Hace unos días tomé el ascensor en mi edificio. Cuando llegó a mi piso, una mujer abrió la puerta pensando que ya había llegado al primero. Era rubia, tenía el pelo largo y ondulado, aparte de unas facciones finísimas. Me pareció muy bonita.
Alcanzó a salir del ascensor y dio unos pasos, hasta que cayó en cuenta que no era el primer piso, me sonrió y se volvió a meter. Fueron solo unos cuantos segundos, en los que me quedé mirándola como bobo.
Es probable que haya imaginado una cita con ella, incluso un viaje y que me haya hecho la pregunta ¿y si es mi alma gemela? (la velocidad del cerebro para crear fantasías es increíble). Ya adentro del ascensor, el único rompe-hielo que se me ocurrió utilizar para mi media naranja, esa persona tan difícil de encontrar, fue un seco y sonoro “buenas”.

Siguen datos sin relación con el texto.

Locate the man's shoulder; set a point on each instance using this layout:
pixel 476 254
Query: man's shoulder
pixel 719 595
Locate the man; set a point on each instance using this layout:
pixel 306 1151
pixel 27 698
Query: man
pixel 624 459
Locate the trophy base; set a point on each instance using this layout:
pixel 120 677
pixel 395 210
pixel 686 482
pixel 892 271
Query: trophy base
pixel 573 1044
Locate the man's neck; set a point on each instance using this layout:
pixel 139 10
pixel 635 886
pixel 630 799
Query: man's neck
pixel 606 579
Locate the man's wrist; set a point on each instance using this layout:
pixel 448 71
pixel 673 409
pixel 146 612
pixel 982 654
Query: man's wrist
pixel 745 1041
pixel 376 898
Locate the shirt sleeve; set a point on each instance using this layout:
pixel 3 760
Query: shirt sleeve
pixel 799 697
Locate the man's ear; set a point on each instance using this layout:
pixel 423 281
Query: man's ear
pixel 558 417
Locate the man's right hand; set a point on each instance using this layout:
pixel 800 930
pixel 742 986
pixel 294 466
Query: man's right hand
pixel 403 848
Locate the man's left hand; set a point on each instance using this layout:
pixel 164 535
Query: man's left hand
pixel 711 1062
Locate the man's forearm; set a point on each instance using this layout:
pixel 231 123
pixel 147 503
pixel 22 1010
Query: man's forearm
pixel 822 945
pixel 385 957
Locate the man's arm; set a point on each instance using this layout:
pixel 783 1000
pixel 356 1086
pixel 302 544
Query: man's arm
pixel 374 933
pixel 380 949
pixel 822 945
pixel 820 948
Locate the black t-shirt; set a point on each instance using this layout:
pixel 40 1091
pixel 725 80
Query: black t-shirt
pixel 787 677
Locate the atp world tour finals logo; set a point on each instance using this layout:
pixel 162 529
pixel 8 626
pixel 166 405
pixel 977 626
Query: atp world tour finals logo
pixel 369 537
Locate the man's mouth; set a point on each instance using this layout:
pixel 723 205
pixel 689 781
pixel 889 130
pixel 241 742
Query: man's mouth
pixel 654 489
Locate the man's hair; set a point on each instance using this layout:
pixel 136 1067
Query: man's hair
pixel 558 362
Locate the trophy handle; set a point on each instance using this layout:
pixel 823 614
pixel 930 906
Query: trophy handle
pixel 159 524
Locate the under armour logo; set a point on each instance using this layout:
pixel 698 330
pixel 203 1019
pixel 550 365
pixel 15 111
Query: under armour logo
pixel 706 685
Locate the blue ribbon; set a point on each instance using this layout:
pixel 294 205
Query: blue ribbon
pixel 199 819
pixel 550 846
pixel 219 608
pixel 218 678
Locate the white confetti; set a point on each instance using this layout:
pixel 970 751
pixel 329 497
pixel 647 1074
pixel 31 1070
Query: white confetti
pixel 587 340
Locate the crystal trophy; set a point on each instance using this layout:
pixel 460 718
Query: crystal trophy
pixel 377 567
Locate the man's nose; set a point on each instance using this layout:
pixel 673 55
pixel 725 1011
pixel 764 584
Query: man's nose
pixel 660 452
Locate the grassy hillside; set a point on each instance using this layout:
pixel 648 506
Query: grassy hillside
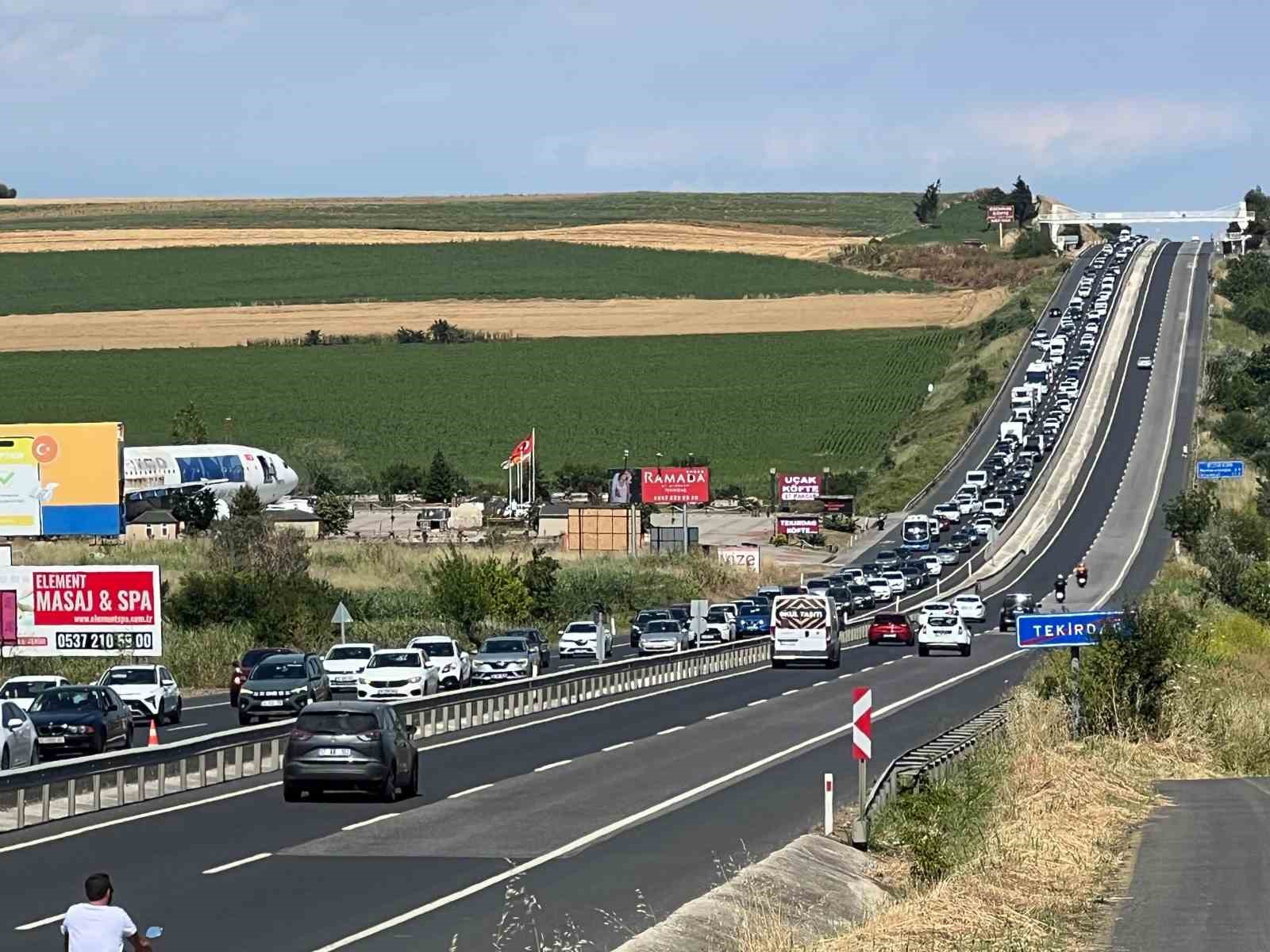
pixel 746 401
pixel 837 213
pixel 206 277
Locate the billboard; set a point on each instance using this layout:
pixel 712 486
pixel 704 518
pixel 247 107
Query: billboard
pixel 798 524
pixel 664 486
pixel 80 611
pixel 61 479
pixel 798 486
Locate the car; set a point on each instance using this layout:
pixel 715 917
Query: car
pixel 149 689
pixel 664 636
pixel 19 743
pixel 503 658
pixel 892 626
pixel 454 666
pixel 344 662
pixel 537 644
pixel 25 689
pixel 247 663
pixel 643 619
pixel 283 685
pixel 969 607
pixel 579 640
pixel 80 720
pixel 944 631
pixel 351 746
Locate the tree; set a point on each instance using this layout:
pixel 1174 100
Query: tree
pixel 196 511
pixel 1022 198
pixel 333 514
pixel 1187 513
pixel 927 207
pixel 188 425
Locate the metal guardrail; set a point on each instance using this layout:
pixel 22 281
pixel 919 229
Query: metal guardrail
pixel 61 790
pixel 927 761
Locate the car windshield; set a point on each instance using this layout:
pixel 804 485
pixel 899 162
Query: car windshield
pixel 349 653
pixel 131 676
pixel 23 689
pixel 342 723
pixel 279 670
pixel 64 700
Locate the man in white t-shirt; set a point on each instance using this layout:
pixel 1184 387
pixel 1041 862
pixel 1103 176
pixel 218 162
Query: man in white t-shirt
pixel 98 926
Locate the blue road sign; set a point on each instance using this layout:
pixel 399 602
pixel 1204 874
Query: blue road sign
pixel 1062 630
pixel 1219 469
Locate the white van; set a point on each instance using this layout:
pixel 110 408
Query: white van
pixel 806 628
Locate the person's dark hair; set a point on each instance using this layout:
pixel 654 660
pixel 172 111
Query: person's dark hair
pixel 95 888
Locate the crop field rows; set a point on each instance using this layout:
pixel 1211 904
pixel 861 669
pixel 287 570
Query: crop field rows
pixel 747 401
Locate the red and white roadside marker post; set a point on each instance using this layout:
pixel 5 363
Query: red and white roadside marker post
pixel 861 748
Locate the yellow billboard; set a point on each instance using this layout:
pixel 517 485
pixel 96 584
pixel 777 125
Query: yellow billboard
pixel 61 479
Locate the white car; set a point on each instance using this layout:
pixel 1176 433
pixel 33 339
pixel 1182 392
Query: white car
pixel 25 689
pixel 398 673
pixel 578 639
pixel 454 666
pixel 343 663
pixel 944 631
pixel 18 744
pixel 969 607
pixel 149 689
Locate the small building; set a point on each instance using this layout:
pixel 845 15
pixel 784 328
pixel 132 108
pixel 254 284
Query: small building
pixel 152 524
pixel 308 524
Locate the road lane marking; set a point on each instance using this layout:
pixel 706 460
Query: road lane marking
pixel 36 924
pixel 552 766
pixel 368 823
pixel 67 835
pixel 470 790
pixel 638 818
pixel 239 862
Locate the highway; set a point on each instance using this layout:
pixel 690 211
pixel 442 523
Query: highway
pixel 594 812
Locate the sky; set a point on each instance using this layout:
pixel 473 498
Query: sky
pixel 1104 106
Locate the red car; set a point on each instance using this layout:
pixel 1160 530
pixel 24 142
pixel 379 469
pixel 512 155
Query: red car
pixel 892 628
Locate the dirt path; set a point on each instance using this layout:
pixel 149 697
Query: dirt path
pixel 679 238
pixel 224 327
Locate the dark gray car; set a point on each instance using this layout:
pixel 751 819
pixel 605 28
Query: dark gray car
pixel 351 746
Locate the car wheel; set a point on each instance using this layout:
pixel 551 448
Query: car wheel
pixel 387 790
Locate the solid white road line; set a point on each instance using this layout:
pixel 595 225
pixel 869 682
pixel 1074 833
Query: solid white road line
pixel 552 766
pixel 40 922
pixel 638 818
pixel 368 823
pixel 470 790
pixel 137 816
pixel 239 862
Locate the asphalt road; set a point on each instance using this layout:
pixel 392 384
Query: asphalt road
pixel 1202 877
pixel 592 812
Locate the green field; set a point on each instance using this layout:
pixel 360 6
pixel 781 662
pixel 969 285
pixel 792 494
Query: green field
pixel 837 213
pixel 749 401
pixel 51 282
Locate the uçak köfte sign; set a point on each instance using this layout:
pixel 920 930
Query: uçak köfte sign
pixel 84 611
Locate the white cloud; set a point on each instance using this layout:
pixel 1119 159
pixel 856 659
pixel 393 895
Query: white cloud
pixel 1117 131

“Buenas” es la palabra perfecta para saludar en la tienda de barrio; para esperar a que a uno le respondan: “buenos días vecino, ¿qué se le ofrece?”, pero creo que no lo es para abordar a una mujer que no se conoce, mucho menos si es el alma gemela.
Pero ¿cómo saberlo? Tal vez "buenas" si es el mejor saludo para interactuar con una desconocida pues, ¿qué me hace pensar que esos exfuturos, como diría Faciolince, con los que uno se cruza frecuentemente, están a la espera de un coqueteo en cada interacción que tienen a lo largo del día, desde el tendero de la tienda de barrio hasta un tipo X que se la encuentra en un ascensor?
Luego de nuestro repentino encuentro, la mujer se miró al espejo para arreglarse el pelo, bajo mi atenta y, tal vez, fastidiosa mirada. Mi cabeza trabajo a mil por hora, buscando una frase para complementar el "buenas", pero no sirvió de nada; fue como si el uso de esa palabra hubiera abrasado toda mi capacidad cognitiva.